A few days ago I figured out my problem. I'm one of those people that likes to get things done, so naturally I like writing to the end of the scene because I feel like I've accomplished something. If I leave a scene half written, I feel like that's one thing I can't cross off my to do list.



However, starting with a new scene every time is hard! Awhile ago I read some writing advice that said you should stop when you're on a roll - even in the middle of a sentence. Heck, ESPECIALLY in the middle of a sentence.

I'm writing this post right after I wrote a bit, and I probably only had a few sentences left before I would've completed the scene I was writing. Instead of finishing it, I stopped mid-thought. I know exactly what I want to happen next, I just have to write it. So I don't have to start completely fresh next time, I just have to pick up the thread where I left off.

When do you stop writing? Mid-thought? The end of a scene/chapter?

“I learned never to empty the well of my writing, but always to stop when there was still something there in the deep part of the well, and let it refill at night from the springs that fed it.” ~ Ernest Hemingway

Monday, July 9, 2012

Truth in Fiction

I just finished The Fault in Our Stars by John Green, which yes, is a good book. I think the thing that strikes me most about John Green's writing (other than the fact that he writes beautifully) is how achingly real what he writes feels.

OK, now is the part where I try and tell you what I'm talking about.


There are lots of books about death, and I've read a lot of books about death. After a while, they start to seem the same. The characters always go through the same motions, act the same way, deal with the same issues, and after a while I get sick of it, and it seems fake.

I don't know, maybe these people draw from their own experiences, but when I read these kinds of books it doesn't seem like they do. I think a lot of writers end up falling into the same old stereotypes and ways of presenting things because that's what they know, and that's what they've read all the time. I know I've done it. When I was in middle school, I started a bunch of stories centred around popularity and yup, there were those typical Mean Girls and Best Friend Group of Three that pop  up in YA ALL THE TIME. I wrote that stuff because that's what I read and that's what I knew.

But it wasn't real. Popularity in real life, at least I find (or at least in my school), is absolutely NOTHING like it is in books.

I think in order to avoid falling back into the regular stereotypical fluff, we have to draw from our own experiences, but in a way that you put all or almost all of yourself into what you write.

Sometimes when I do things like go to a funeral, or  spend time with my family, or even go bike riding, or anything in real life I'll be taking notes in my head of what I'm experiencing and what I feel like at that moment. I try to remember every detail. And I don't dramatize or anything, I just bring to focus what I'm thinking at those moments, what I'm experiencing. (These kinds of thoughts are also usually present in journals and diary entries). One thing I always find is that I'm noticing and experiencing things a lot different than characters in books usually do.

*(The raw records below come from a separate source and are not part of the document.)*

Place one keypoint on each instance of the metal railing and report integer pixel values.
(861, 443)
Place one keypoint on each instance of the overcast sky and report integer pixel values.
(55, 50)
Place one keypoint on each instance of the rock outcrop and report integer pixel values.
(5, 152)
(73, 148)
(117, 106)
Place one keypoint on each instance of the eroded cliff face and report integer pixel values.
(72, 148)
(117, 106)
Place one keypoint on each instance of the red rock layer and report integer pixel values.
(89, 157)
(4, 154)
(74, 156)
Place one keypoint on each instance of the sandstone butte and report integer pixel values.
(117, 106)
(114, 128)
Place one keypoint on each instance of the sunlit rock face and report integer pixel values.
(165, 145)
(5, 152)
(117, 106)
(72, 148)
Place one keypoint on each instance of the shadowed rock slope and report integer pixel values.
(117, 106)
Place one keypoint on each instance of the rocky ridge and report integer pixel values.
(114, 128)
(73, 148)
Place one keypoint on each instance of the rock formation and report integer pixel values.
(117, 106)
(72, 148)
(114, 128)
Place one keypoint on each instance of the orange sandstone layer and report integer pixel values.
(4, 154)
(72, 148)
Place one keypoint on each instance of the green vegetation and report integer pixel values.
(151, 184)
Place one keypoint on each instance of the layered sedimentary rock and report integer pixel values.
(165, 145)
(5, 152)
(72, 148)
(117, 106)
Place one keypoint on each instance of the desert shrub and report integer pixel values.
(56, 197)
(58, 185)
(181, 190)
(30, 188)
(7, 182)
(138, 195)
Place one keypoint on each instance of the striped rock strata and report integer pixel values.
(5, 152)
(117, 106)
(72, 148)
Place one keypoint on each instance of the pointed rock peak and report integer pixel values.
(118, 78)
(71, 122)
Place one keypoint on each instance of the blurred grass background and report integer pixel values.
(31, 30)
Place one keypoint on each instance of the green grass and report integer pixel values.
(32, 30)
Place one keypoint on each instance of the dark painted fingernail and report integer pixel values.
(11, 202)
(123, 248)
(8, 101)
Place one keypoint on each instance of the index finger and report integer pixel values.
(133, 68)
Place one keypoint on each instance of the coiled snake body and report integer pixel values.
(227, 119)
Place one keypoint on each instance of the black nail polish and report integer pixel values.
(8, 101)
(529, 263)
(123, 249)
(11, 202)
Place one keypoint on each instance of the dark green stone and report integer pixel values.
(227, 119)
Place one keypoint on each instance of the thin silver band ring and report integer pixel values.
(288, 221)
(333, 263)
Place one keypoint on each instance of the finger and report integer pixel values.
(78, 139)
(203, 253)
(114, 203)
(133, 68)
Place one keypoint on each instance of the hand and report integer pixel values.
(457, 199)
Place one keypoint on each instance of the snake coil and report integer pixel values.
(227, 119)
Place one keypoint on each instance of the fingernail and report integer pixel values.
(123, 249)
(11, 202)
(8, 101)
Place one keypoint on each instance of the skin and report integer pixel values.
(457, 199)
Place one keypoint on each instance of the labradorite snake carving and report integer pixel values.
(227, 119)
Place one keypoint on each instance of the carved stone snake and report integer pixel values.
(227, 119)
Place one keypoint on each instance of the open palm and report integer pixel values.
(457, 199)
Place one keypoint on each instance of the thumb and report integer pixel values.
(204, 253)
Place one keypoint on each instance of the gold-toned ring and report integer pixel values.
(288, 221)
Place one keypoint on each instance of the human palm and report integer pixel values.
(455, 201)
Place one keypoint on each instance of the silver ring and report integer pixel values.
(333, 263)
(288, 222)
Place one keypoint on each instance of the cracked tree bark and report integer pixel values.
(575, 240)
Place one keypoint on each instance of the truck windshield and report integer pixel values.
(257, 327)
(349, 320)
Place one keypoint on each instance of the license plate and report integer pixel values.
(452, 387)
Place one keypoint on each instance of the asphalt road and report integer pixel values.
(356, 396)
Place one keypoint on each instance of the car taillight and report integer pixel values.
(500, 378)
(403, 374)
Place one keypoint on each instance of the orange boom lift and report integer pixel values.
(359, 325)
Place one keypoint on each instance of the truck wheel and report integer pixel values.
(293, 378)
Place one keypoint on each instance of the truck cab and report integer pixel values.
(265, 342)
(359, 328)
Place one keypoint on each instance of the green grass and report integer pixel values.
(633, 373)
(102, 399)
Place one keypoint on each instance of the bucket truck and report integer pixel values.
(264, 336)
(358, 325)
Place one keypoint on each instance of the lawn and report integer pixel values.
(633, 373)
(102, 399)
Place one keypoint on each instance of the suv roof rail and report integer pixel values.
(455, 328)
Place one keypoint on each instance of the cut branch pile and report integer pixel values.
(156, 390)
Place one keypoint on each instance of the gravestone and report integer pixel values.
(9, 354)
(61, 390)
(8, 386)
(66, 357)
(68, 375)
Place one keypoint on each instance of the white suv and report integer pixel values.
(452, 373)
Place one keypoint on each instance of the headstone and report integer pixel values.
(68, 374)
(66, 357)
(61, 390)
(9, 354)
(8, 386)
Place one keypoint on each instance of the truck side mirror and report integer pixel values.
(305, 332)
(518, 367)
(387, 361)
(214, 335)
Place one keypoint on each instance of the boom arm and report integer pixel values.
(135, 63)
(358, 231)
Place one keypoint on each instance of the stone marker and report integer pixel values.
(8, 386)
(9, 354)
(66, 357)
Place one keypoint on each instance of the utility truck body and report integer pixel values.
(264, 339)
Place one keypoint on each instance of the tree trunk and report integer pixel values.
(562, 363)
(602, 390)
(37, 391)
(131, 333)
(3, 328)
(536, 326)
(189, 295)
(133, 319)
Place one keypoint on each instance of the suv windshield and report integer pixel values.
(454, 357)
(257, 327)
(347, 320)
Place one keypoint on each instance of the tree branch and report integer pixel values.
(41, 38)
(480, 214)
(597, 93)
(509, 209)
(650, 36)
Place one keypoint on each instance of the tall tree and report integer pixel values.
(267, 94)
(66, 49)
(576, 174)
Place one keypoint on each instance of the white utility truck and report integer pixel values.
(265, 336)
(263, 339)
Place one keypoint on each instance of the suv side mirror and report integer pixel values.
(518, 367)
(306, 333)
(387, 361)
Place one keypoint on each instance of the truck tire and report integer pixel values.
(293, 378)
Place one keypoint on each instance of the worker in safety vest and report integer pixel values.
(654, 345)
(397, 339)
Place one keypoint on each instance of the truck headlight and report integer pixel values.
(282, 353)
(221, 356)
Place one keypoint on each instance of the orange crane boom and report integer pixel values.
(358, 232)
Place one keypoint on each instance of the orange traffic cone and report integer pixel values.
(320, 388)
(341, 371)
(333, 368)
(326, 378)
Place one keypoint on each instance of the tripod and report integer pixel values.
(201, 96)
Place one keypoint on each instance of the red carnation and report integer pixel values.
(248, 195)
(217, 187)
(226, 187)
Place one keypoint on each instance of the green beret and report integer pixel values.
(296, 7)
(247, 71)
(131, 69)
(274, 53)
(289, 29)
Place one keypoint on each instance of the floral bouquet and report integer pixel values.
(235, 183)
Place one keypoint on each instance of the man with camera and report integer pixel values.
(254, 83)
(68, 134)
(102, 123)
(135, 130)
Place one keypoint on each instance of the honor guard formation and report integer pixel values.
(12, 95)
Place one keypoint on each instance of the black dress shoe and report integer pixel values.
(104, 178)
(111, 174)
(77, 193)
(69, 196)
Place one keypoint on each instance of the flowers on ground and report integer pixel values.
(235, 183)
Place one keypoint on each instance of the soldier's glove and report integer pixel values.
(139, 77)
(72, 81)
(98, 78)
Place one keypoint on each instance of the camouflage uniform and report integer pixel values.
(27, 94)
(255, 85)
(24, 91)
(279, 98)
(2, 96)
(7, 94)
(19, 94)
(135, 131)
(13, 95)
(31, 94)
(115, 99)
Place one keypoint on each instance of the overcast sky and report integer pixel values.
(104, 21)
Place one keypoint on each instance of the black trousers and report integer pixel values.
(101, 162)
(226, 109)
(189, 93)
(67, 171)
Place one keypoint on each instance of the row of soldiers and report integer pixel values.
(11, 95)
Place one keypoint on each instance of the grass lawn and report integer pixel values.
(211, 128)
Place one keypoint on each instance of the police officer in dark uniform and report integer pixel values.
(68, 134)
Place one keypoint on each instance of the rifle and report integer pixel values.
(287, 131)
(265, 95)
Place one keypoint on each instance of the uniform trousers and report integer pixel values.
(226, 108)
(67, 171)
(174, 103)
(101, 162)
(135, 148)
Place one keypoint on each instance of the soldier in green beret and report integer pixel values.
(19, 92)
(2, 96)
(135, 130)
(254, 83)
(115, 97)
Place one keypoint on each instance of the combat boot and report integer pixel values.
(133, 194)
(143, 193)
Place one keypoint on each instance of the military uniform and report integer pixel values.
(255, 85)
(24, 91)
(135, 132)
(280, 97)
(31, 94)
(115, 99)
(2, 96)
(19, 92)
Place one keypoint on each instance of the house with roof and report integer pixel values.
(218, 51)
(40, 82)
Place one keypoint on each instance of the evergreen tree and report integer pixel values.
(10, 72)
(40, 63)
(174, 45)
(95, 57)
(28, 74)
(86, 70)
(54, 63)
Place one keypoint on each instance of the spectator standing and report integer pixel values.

But what I'm experiencing is real, and the books are not. I know fiction books are just that: fiction. But that's not an excuse to not write things that aren't real and clear and truth.

Here I shall insert a John Green quote that I've used before:


Lies are attempts to hide the truth by willfully denying facts. Fiction, on the other hand, is an attempt to reveal the truth by ignoring facts.

Fiction is an attempt to reveal the truth.  If us as writers are trying to reveal the truth, then why are we so quick to fall back into the old stereotypes and clichés and why are we as readers so willing to accept them?



I know pouring yourself into your writing is hard, REALLY hard. Walter Wellesley Smith got it right when he said, "There's nothing to writing.  All you do is sit down at a typewriter and open a vein."  Opening veins is painful and difficult but also, I think, necessary in a way in order to reveal the truth.


So, yeah, that's what I mean when I say that John Green's writing is "achingly real", and if you want to learn to write like that or you just want to read a good book, go read The Fault in Our Stars. Please.